Atherosclerosis refers to the build-up of fats, steroid alcohol and different substances in and on the artery walls throughout the body. On the opposite hand, women who slept over eight hours a night had an increased risk of coronary-artery disease.
"Cardiovascular disease may be a major global problem and that we are preventing and treating it victimization many approaches, as well as prescription drugs, physical activity and diet," aforesaid Jose M. Ordovas, the researcher at the Centro Nacional de Investigaciones Cardiovasculares Carlos III (CNIC) in Madrid.
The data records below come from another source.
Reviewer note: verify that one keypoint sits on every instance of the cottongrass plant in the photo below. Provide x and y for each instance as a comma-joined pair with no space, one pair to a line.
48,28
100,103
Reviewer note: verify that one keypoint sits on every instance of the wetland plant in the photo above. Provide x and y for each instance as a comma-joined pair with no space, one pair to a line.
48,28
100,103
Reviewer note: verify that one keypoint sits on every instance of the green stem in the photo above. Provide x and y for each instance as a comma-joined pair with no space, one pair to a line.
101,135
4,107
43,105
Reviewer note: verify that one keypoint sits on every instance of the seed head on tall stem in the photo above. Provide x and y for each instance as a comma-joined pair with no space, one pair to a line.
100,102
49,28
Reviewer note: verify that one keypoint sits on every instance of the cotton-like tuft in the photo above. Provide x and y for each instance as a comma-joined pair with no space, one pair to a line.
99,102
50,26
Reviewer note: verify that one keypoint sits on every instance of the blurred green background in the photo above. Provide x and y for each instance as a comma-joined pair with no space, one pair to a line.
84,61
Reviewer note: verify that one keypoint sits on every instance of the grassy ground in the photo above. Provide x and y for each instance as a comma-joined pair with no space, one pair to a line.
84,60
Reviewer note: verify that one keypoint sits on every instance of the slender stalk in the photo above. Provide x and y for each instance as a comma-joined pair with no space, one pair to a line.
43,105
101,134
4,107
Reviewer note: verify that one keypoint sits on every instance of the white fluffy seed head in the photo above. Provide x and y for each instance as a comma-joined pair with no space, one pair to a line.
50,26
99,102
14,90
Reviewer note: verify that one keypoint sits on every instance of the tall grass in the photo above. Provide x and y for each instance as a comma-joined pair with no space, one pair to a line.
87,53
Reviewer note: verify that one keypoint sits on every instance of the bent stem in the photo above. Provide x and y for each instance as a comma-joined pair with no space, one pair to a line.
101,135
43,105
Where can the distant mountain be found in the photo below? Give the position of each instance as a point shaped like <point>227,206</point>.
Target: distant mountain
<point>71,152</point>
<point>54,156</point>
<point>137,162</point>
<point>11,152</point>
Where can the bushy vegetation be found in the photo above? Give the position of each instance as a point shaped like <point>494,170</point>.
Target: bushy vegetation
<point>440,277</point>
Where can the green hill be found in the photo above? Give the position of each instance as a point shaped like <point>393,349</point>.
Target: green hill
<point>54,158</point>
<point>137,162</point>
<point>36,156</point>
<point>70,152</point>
"But the study emphasizes that we have to include sleep as one of the major weapons we use to fight heart disease, which is a factor that we are compromising every day," he added. For the study, published in the Journal of the American College of Cardiology, the team included 3,974 bank employees among which all were without known heart disease and two-thirds were men.
In addition, alcohol and alkaloid consumption were found to cause short and discontinuous sleep. "Many folks suppose alcohol may be a sensible inducer of sleep, however, there is a rebound impact. If you drink alcohol, you may wake up after a short period of sleep and have a tough time obtaining back to sleep... And if you do get back to sleep, it's often a poor-quality sleep," Ordovas said.
Lack of sleep has been acknowledged to boost the risk of cardiovascular disease by increasing heart disease risk factors like glucose levels, blood pressure, inflammation and obesity.